As an adherend, a center pillar of an automobile was prepared by pressing a steel plate and painting an outer panel. The upper end of the pillar and the upper end of the adjacent glass window are set to the same height, the width of the upper end of the pillar is 57 mm, the width of the lower end is 77 mm, the height between them is 450 mm, and both ends in the width direction are steel plates. It is folded back to form a straight line with a thickness of about 2 mm. When looking at the cross section cut by a plane extending in the horizontal direction, both ends of the pillar are formed in a semicircle with a radius of about 1 mm, and the space between the two ends is a substantially flat surface. When the cross section of the center pillar cut in a plane extending in the left-right direction of the car is seen, it is an arc with a radius of 620 mm in the direction of projecting to the outside of the car. The sheet-like member was cut so that the length of the sheet was the length corresponding to the pillar and the width was extended by 1.5 mm from the left and right sides of the pillar width. A metal lower die and an upper die having a cross section like the molds 85 and 86 shown in FIG. 9A and a length of 500 mm were prepared and fixed to the lower and upper board surfaces of the press machine, respectively. The angle of the upper mold blade is about 20 °, and the cross section of the cutting edge is an arc with a radius of about 1 mm. The indentation of the lower mold has a slightly wider angle and a larger arc than the upper mold. With a heater attached to the upper mold and heated to a measured temperature of 150 ° C, place the sheet at a position where the upper mold hits the line about 2.5 mm inside from the lateral end of the sheet, close the upper and lower molds, and hold for 10 seconds. Then I opened the mold.

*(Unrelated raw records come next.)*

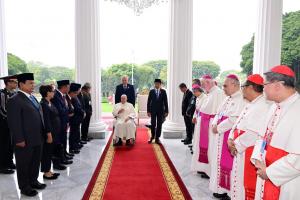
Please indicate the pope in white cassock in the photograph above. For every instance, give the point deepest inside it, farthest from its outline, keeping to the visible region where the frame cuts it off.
(227, 115)
(276, 154)
(124, 126)
(243, 136)
(206, 108)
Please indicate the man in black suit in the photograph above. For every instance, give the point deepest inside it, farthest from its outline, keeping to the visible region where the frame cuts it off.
(61, 104)
(6, 148)
(187, 96)
(87, 101)
(157, 109)
(76, 119)
(26, 123)
(127, 89)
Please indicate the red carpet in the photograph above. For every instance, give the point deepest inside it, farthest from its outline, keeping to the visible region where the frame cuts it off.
(140, 172)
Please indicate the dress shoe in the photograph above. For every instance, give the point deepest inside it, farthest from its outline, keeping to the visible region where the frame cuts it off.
(187, 142)
(7, 171)
(66, 162)
(59, 167)
(219, 196)
(29, 192)
(74, 151)
(205, 176)
(226, 198)
(68, 157)
(83, 142)
(12, 166)
(148, 126)
(150, 141)
(157, 141)
(50, 177)
(56, 174)
(69, 154)
(37, 185)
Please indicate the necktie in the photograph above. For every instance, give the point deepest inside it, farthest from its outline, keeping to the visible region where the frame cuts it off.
(34, 101)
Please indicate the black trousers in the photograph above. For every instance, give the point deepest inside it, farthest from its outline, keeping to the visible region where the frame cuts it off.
(6, 148)
(85, 126)
(28, 164)
(63, 137)
(156, 124)
(189, 127)
(46, 157)
(74, 137)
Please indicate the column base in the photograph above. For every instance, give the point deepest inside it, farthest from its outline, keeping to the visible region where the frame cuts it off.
(173, 130)
(97, 130)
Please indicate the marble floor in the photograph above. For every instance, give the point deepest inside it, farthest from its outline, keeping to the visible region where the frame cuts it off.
(72, 182)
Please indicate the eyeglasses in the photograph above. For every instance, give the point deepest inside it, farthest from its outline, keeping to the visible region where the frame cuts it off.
(268, 83)
(243, 86)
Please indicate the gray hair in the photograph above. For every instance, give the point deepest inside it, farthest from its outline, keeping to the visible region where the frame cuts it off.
(287, 80)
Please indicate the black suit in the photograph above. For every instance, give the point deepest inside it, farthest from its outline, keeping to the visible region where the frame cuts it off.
(6, 147)
(129, 91)
(186, 100)
(52, 125)
(86, 99)
(157, 105)
(75, 122)
(26, 124)
(60, 103)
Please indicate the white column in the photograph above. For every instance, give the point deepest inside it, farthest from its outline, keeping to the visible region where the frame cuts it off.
(179, 63)
(88, 57)
(267, 44)
(3, 52)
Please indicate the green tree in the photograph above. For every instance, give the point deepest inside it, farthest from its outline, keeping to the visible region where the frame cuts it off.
(16, 65)
(242, 76)
(290, 51)
(205, 67)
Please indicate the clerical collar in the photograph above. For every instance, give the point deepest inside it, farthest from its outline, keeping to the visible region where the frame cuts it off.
(237, 93)
(257, 98)
(289, 100)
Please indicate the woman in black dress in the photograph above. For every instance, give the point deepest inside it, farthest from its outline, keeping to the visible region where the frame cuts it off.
(52, 127)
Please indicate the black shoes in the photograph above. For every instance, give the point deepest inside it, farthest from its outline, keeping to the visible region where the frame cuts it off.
(148, 126)
(66, 162)
(150, 141)
(187, 142)
(119, 143)
(157, 141)
(39, 186)
(220, 196)
(29, 192)
(7, 171)
(59, 167)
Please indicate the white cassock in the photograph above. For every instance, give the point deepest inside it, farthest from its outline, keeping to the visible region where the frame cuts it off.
(227, 115)
(209, 106)
(244, 134)
(281, 152)
(199, 101)
(124, 129)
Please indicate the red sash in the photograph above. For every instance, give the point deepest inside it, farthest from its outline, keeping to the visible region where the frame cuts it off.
(204, 130)
(272, 192)
(249, 175)
(226, 161)
(249, 170)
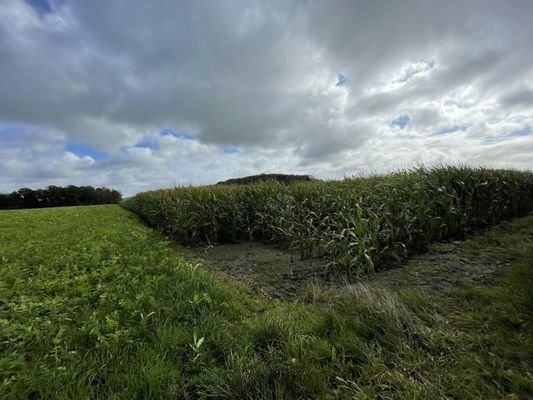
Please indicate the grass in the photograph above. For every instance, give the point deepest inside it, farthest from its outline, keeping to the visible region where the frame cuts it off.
(95, 305)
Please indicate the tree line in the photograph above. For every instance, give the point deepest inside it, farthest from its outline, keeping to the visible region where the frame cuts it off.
(55, 196)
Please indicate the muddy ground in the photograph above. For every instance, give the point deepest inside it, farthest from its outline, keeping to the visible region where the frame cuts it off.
(275, 273)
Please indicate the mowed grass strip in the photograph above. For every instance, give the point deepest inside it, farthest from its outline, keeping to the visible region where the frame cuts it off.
(95, 305)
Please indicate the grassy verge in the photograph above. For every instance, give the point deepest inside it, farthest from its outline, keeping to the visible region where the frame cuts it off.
(95, 305)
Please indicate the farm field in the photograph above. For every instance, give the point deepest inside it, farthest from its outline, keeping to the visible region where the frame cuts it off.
(96, 305)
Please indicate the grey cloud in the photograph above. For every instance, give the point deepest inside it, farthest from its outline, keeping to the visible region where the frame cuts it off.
(261, 76)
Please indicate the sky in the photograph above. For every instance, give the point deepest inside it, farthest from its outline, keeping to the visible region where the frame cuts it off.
(138, 95)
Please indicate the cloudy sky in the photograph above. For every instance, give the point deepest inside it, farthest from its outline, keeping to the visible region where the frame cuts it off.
(137, 95)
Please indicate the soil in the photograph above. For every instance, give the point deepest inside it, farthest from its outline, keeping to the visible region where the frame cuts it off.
(274, 273)
(268, 270)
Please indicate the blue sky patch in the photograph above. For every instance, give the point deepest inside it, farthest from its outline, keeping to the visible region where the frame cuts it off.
(82, 150)
(178, 135)
(147, 143)
(449, 130)
(230, 150)
(41, 6)
(521, 132)
(341, 80)
(402, 121)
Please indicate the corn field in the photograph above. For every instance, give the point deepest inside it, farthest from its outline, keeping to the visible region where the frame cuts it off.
(356, 224)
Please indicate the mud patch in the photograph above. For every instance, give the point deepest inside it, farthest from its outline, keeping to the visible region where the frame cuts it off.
(270, 271)
(275, 273)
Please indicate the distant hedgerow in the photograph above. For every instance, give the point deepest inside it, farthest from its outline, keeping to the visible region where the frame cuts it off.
(355, 223)
(55, 196)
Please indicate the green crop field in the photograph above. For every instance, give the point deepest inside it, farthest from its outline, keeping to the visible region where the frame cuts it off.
(355, 224)
(96, 305)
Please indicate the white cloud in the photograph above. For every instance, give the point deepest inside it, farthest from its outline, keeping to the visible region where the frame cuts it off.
(260, 77)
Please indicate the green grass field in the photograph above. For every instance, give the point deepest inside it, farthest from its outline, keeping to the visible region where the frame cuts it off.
(95, 305)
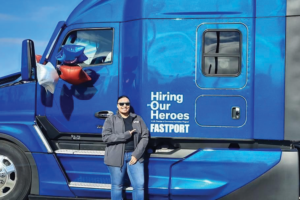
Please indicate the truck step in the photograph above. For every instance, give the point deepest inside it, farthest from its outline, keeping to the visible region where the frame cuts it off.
(94, 185)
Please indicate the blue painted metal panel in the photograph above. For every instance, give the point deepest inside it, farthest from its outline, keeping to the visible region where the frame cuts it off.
(270, 8)
(269, 78)
(91, 169)
(158, 75)
(17, 103)
(117, 11)
(213, 173)
(72, 107)
(92, 193)
(217, 110)
(25, 133)
(157, 172)
(18, 114)
(52, 181)
(83, 168)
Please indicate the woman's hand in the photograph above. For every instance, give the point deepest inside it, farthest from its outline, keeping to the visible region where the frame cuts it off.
(131, 131)
(133, 160)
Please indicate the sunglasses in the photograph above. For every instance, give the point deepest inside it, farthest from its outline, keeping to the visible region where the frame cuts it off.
(122, 104)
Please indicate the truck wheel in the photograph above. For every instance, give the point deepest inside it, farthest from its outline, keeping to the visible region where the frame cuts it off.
(15, 172)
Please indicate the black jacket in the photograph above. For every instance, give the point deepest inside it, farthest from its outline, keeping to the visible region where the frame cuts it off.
(114, 136)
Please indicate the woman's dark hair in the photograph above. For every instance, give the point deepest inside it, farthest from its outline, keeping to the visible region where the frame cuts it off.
(120, 97)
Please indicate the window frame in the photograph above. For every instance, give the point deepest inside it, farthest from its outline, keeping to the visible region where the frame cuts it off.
(204, 55)
(89, 29)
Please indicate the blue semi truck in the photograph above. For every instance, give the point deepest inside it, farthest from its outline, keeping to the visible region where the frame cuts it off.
(216, 82)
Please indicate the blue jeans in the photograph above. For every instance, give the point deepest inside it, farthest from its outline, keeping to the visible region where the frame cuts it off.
(136, 176)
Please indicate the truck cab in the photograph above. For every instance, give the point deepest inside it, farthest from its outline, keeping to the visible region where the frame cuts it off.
(215, 83)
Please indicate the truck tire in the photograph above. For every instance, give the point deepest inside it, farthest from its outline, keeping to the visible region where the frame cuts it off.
(15, 172)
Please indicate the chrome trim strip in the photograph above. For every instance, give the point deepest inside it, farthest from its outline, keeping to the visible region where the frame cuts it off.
(41, 135)
(181, 153)
(80, 152)
(94, 185)
(221, 96)
(196, 52)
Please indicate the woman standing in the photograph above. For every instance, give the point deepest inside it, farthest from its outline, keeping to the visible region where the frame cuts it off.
(126, 136)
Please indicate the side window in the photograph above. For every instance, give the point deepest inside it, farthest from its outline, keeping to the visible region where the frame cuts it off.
(98, 45)
(221, 54)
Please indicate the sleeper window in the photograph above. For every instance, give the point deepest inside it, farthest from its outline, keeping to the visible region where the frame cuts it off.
(221, 53)
(98, 45)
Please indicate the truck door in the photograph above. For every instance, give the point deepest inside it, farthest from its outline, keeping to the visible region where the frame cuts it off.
(70, 122)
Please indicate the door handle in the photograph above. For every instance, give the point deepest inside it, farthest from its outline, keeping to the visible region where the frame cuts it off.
(235, 112)
(103, 114)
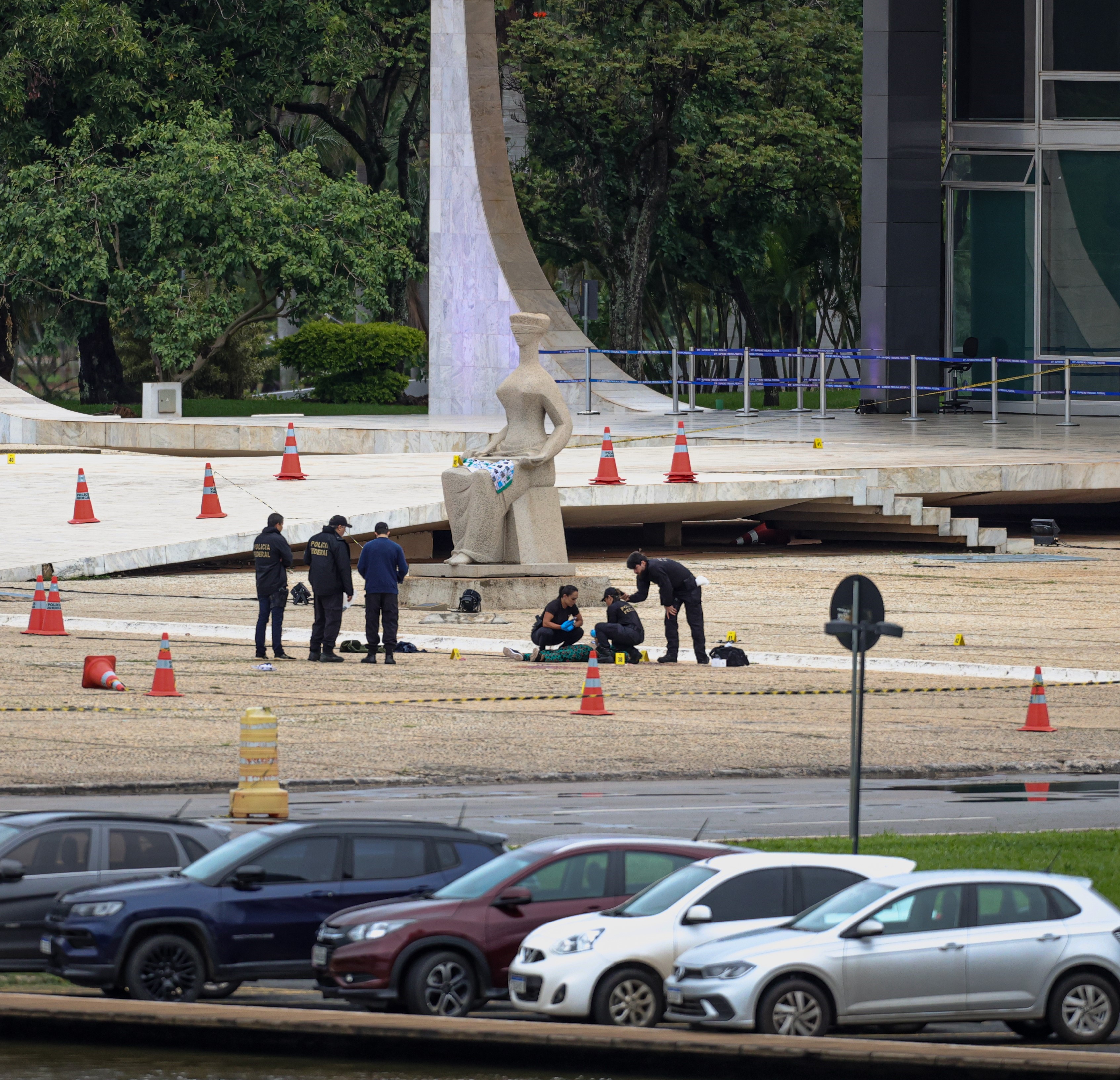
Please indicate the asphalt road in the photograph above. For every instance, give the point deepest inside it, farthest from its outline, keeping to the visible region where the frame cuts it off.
(679, 808)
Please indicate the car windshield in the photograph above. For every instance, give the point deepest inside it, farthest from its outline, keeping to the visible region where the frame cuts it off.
(483, 879)
(830, 912)
(236, 853)
(655, 899)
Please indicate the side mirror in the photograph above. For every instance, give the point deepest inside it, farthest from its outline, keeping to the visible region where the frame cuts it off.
(248, 877)
(697, 914)
(870, 928)
(12, 871)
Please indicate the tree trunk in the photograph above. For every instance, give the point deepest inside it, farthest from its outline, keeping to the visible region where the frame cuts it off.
(7, 341)
(100, 375)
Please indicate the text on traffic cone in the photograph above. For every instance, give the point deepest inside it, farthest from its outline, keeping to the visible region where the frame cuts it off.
(593, 703)
(289, 465)
(53, 614)
(100, 674)
(681, 472)
(211, 506)
(163, 685)
(609, 470)
(1038, 714)
(83, 509)
(38, 609)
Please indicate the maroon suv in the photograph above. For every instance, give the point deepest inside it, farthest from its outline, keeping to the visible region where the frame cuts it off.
(446, 954)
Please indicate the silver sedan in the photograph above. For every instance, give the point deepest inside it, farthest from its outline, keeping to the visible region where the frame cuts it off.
(1039, 952)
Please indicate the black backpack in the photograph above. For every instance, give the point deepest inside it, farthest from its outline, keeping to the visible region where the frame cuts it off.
(735, 657)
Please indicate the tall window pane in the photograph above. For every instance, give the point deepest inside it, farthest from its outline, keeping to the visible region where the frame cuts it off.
(994, 60)
(994, 240)
(1081, 36)
(1081, 259)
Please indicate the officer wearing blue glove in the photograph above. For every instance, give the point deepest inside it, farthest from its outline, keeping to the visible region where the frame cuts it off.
(562, 624)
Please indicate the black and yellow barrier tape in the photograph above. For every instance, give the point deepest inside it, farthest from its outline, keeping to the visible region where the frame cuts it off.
(557, 697)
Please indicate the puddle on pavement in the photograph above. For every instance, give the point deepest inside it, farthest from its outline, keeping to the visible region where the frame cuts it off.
(1025, 791)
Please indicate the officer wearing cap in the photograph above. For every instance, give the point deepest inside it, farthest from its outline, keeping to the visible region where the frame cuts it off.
(328, 557)
(623, 629)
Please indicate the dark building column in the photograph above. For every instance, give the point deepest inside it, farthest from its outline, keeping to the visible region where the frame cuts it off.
(902, 269)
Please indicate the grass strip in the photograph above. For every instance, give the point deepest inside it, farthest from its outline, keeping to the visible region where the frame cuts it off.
(1088, 853)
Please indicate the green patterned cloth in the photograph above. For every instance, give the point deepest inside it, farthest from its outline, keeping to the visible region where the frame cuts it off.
(566, 655)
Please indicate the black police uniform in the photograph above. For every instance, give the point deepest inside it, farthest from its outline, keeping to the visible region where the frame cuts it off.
(272, 560)
(678, 587)
(328, 557)
(621, 632)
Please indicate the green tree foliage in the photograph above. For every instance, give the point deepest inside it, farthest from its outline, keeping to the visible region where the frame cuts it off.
(190, 237)
(359, 362)
(680, 133)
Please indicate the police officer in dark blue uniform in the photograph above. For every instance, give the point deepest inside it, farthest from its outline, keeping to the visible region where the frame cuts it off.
(328, 557)
(623, 629)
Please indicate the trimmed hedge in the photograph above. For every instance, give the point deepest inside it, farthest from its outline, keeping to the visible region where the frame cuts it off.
(353, 362)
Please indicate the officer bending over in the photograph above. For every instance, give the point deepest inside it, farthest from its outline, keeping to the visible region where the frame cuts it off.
(623, 629)
(328, 557)
(272, 560)
(678, 589)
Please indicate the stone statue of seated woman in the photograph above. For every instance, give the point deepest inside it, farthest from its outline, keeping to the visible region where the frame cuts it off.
(480, 493)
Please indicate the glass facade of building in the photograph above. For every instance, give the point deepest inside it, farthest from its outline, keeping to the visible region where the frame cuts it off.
(1033, 193)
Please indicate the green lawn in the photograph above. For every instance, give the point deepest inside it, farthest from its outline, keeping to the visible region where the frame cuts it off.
(836, 399)
(215, 407)
(1088, 854)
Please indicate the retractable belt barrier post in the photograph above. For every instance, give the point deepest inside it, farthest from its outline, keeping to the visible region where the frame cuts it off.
(823, 415)
(1067, 423)
(995, 394)
(693, 382)
(677, 390)
(913, 418)
(588, 412)
(801, 383)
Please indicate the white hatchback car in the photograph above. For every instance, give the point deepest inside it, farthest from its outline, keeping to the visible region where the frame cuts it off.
(612, 965)
(1039, 952)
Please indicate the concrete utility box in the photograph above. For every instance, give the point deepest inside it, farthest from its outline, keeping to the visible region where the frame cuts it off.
(162, 400)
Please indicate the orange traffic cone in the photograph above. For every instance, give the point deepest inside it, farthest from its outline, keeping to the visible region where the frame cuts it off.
(99, 675)
(83, 509)
(681, 473)
(163, 685)
(211, 506)
(609, 471)
(38, 609)
(289, 468)
(594, 703)
(1038, 715)
(53, 614)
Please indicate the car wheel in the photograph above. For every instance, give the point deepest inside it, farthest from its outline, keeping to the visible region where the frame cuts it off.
(442, 984)
(166, 968)
(631, 998)
(795, 1008)
(1083, 1009)
(1031, 1029)
(221, 990)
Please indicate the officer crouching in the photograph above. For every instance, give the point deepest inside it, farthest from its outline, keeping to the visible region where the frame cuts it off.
(328, 557)
(623, 629)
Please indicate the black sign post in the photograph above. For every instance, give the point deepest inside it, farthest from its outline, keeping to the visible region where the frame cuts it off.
(856, 621)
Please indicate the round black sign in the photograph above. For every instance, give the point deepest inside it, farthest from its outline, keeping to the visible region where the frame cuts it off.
(871, 609)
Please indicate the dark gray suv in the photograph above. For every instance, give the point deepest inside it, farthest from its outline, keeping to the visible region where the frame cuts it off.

The opposite end was processed in the same way. In the processed sheet, all layers were bent at both ends in the lateral direction to about 90 °, the height was about 2 mm in the inner dimension, and the inner surface of the bent line was an arc with a radius of about 1 mm when viewed in cross section. .. It was confirmed that even if the peeling liner was peeled off and the lower end was held and kept horizontal, it had the independence to maintain its shape without hanging. The upper end of the article was aligned with the upper end of the pillar portion and crimped with a squeegee from the front side. When the articles were crimped in order with the squeegee facing downward, the articles bent along the curvature in the vertical direction of the pillar surface, and the shape was maintained and fixed by the adhesiveness of the adhesive layer. It could be easily pasted without shifting the position in the direction. Both ends of the pillar were covered with bent portions at both ends of the attached sheet so as to match the curvature, and when the PET film on the surface was peeled off, a beautiful appearance of high gloss black was obtained with the same surface shape as the pillar shape. It is a little less than 0.6 mm thicker than the pillar surface, but the difference in height was almost indistinguishable from the appearance. It was found that the surrounding scenery reflected on the surface was clear and the surface smoothness was high. Even when viewed in direct sunlight, it looked clear and transparent black. The weight of the sheet excluding the liner and PET film was 24 g.

(Example 2)
By changing the liner of Example 1, the article according to Example 2 was prepared. In the liner of Example 2, 0.045 mm thick polyethylene was laminated on both sides of a 0.05 mm thick PET film via an adhesive layer, a silicon stripping agent was applied to one side thereof, and further heat embossing was performed to a depth of about 6 μm. It is a liner with irregularities with a period of about 300 μm in length and width. In Example 2, a sample was prepared by setting the mold temperature of the bending process to 120 ° C. and the holding time to 20 seconds. In Example 2, as in Example 1, both ends were bent at about 90 ° to obtain a sample having excellent stickability and surface smoothness.

(Example 3)
In the article according to Example 3, the thickness of the pressure-sensitive adhesive layer of Example 1 is 0.03 mm, the length of the right end to be cut is widened by 5 mm, and the product is folded back by 180 °. In Example 3, the same steps as in Example 1 were performed up to the bending of the left end portion. When bending the right end portion, the upper mold is placed on a line about 7 mm inside from the lateral end portion of the sheet with the mold 91 side of the molds 90 and 91 having a cross section of FIG. 8B heated to 165 ° C. The sheet was placed in a position where it could hit, the upper and lower molds were closed, held for 10 seconds, and then the mold was opened. A sample was obtained in which the first processed left end was bent to about 90 ° and the second processed right end to about 180 °.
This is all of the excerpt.